Sunday, March 14, 2010

Pearson-Iqbal, Part II

In this post I'll continue with an overview of my forthcoming article, Pearson, Iqbal, and Procedural Judicial Activism. In Part I, I explained why the Supreme Court's decision in Pearson v. Callahan was problematic: by permitting courts to skip to the second step of the qualified immunity analysis, Pearson will, over time, reduce the universe of claims available to civil rights plaintiffs.

The story is more straightforward with Ashcroft v. Iqbal. Although that case was, at least on one level, a qualified immunity case, the ultimate disposition turned on pleading standards. Iqbal, a Pakistani national living in the U.S., was picked up by federal authorities shortly after September 11 on certain fraud charges. He alleged that, while in prison, he was abused by low-level guards, at the direction of, and with the knowledge of, high-level government officials. The question the Supreme Court addressed was "whether conclusory allegations that high-level government officials had knowledge of alleged wrongdoing by subordinate officials are sufficient to survive a motion to dismiss in an action brought under Bivens."

The court held that a plaintiff's complaint was to be tested in accordance with a two-step process.

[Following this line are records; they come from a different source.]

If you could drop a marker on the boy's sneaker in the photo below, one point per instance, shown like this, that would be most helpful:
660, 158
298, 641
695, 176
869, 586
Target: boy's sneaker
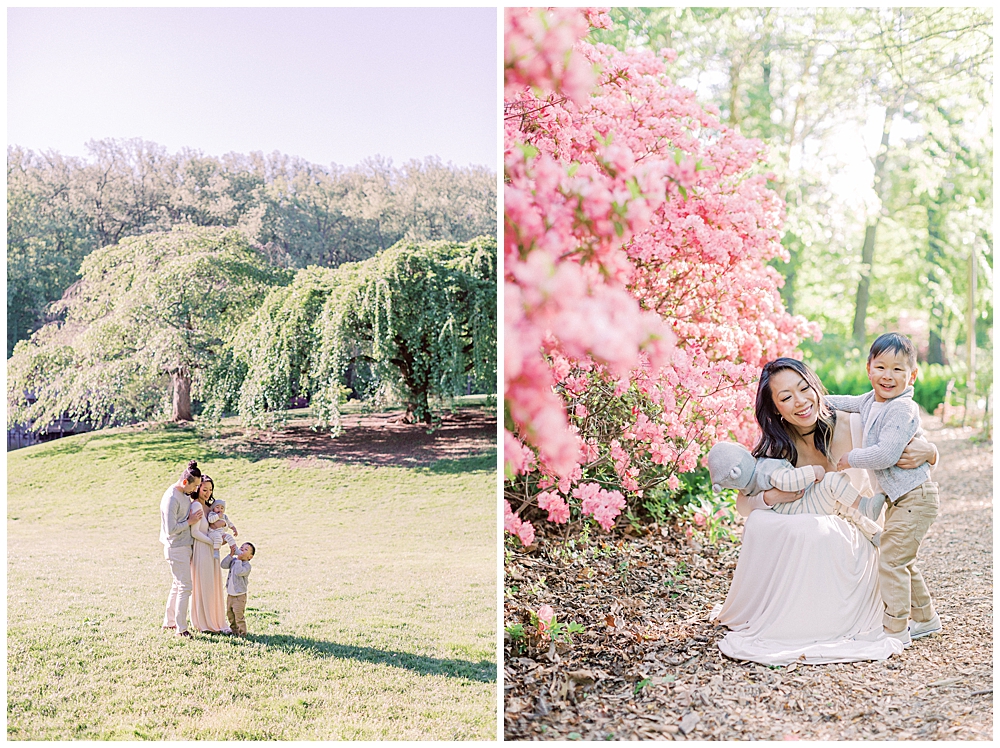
871, 506
901, 636
920, 629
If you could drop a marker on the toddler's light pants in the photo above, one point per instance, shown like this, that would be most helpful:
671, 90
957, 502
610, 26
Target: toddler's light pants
903, 590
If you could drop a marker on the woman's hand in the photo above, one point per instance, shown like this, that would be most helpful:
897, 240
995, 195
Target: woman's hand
917, 452
774, 496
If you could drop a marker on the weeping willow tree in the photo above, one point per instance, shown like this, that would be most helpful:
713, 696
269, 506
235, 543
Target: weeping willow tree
134, 337
420, 317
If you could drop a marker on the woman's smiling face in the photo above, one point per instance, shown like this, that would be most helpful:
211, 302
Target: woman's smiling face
796, 402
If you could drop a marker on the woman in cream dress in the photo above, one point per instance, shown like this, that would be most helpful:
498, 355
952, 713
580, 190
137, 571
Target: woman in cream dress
805, 587
208, 604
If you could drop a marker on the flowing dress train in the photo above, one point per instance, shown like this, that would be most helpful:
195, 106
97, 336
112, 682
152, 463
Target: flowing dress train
208, 603
806, 590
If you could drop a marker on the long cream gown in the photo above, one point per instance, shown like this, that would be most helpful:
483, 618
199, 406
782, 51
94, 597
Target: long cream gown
806, 590
208, 604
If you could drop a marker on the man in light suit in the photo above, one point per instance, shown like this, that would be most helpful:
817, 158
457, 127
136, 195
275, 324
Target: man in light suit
175, 534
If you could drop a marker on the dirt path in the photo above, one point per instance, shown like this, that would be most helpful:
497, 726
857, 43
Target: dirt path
647, 665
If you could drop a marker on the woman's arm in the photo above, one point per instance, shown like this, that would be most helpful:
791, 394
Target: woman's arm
916, 453
196, 532
770, 497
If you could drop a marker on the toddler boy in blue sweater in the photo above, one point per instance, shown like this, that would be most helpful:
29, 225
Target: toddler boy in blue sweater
891, 418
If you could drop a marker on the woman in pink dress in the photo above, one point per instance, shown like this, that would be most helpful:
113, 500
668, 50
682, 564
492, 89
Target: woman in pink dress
208, 604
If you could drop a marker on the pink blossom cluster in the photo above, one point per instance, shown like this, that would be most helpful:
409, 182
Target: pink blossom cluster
513, 524
639, 306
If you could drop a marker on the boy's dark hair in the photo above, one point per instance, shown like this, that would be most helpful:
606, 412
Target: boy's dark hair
897, 343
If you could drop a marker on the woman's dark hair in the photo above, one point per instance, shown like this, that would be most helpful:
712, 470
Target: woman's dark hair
774, 440
191, 471
206, 479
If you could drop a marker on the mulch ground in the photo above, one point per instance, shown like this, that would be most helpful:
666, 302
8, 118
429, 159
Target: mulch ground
647, 665
372, 439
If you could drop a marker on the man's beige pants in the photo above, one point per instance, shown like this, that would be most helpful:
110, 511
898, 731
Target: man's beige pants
236, 606
903, 590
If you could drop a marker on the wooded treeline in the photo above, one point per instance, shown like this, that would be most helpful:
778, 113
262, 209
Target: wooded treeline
891, 251
62, 208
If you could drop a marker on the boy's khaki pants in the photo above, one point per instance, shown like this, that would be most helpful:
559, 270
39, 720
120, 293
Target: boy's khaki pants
236, 606
903, 590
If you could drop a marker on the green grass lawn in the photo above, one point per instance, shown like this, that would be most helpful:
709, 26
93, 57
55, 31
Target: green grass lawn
374, 617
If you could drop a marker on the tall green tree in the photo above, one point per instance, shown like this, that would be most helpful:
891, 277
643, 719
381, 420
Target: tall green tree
421, 318
134, 335
298, 213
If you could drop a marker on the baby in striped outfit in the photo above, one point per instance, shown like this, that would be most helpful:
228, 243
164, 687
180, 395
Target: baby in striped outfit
732, 466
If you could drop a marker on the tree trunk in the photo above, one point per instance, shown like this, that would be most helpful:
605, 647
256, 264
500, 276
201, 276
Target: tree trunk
861, 300
868, 248
935, 243
181, 381
734, 93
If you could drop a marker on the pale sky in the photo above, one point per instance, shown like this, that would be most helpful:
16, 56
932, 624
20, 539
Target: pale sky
332, 85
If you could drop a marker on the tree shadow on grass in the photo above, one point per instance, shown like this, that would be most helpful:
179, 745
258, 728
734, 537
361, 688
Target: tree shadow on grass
154, 443
482, 671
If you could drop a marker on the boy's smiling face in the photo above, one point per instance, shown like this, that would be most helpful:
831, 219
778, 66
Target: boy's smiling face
890, 373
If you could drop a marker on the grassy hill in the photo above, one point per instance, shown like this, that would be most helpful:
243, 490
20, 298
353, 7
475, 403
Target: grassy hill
372, 606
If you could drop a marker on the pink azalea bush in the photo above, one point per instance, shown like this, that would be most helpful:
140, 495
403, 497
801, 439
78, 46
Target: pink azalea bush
638, 303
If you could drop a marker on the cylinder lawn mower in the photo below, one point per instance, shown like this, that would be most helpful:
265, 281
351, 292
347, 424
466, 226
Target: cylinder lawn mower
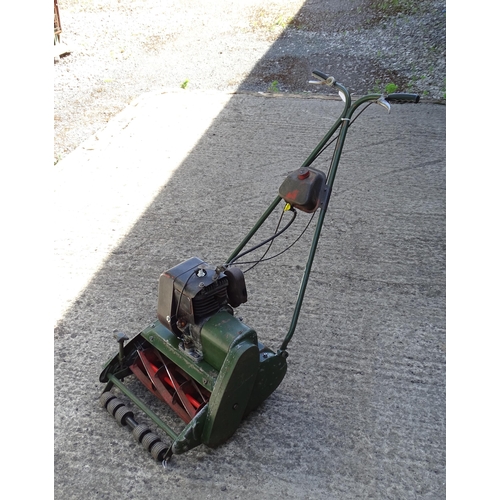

First, the court was to disregard all "conclusory" allegations. Second, the court was to determine whether the non-conclusory allegations, assumed to be true, gave rise to a "plausible" entitlement to relief.

This two-step process is fraught with problems. The relevant passage in Iqbal reads, “Threadbare recitals of the elements of a cause of action, supported by mere conclusory statements, do not suffice. [Twombly, 550 U.S.] at 555 (Although for the purposes of a motion to dismiss we must take all of the factual allegations in the complaint as true, we 'are not bound to accept as true a legal conclusion couched as a factual allegation' (internal quotation marks omitted))."

But this paragraph is sloppy; it equates "conclusory statements" with "legal conclusion[s]", even though these are two different concepts. But certain conclusory statements, even under a properly-applied Iqbal standard, are entitled to the assumption of truth. For example, the statement that "X was walking down the street," though conclusory -- it provides no facts to suggest that X actually was walking down the street -- is entitled to the assumption of truth. "X was negligent," on the other hand, is not. Of course, the two statements are equally "conclusory"; the former is a factual conclusion and the latter is a legal conclusion.

So perhaps Iqbal meant to say that legal conclusions are not assumed to be true? But this cannot be: as Justice Souter wrote in his dissent, there are factual conclusions that are also not entitled to the assumption of truth: "that are sufficiently fantastic to defy reality as we know it: claims about little green men, or the plaintiff’s recent trip to Pluto, or experiences in time travel." And the majority's did not limit its plausibility standard this (or any) way. Instead, a court is to rely on its “judicial experience and common sense” in determining whether a claim is plausible, after disregarding “conclusory” allegations. Thus, in its attempt to discard improperly pled (factual? legal?) allegations, a court must necessarily draw on its own views as to what the facts are, or should be.

Iqbal also elevates form over substance. "X discriminated against me because of my race" is conclusory and would be disregarded. But "X discriminated against me; I am an Arab Muslim; non-Arab, non-Muslims were not discriminated against" probably would pass muster, even under Iqbal. But the second formulation adds nothing, as a practical matter, to the first.

There are a variety of other criticisms of Iqbal that I summarize briefly in my article. My only point here is to highlight the fact that Iqbal does not even necessarily hold water on its own terms. (Professor Arthur Miller, in Congressional testimony, has expounded some other criticisms, including the idea that Iqbal is the culmination of a line of cases steadily eroding our commitment to civil litigants' day in court.) I do not intend to be exhaustive here about all of these criticisms. I just want to point out that, by raising pleading standards, Iqbal raises the bar on plaintiffs, making it harder for civil plaintiffs to prevail on their claims.

In my next post(s), I will explain how the interaction between Pearson and Iqbal harms civil rights plaintiffs, and how this exemplifies what I call "procedural judicial activism." I'll also respond to the comments -- look forward to hearing more.


  1. GOutam, by raising pleading standards, the Court is just allowing district courts to do what they are predisposed to doing anyways: faciliating more efficient docket management. I am an intern at a district court and I can tell you first hand, for example, that most dispositive motions are used to eliminate claims that do not have merit. Iqbal's raising of the pleading standards is good policy solely because of the types of cases it disposes of. That's just a personal opinion.

  2. 8:13, can you please rearticulate your point? I am not sure I understand.

  3. How much raising of the pleading standards did Iqbal do that Bell Atlantic Corp v. Twombly didn't already do? Wasn't it the latter case that originally put forth the plausibility standard? If the only difference between the two is that Iqbal expanded the standard beyond simply antitrust cases to all civil litigation, are all of the criticisms of Iqbal equally applicable to Twombly?

  4. I have to be honest, I am kind of confused about the OP's point.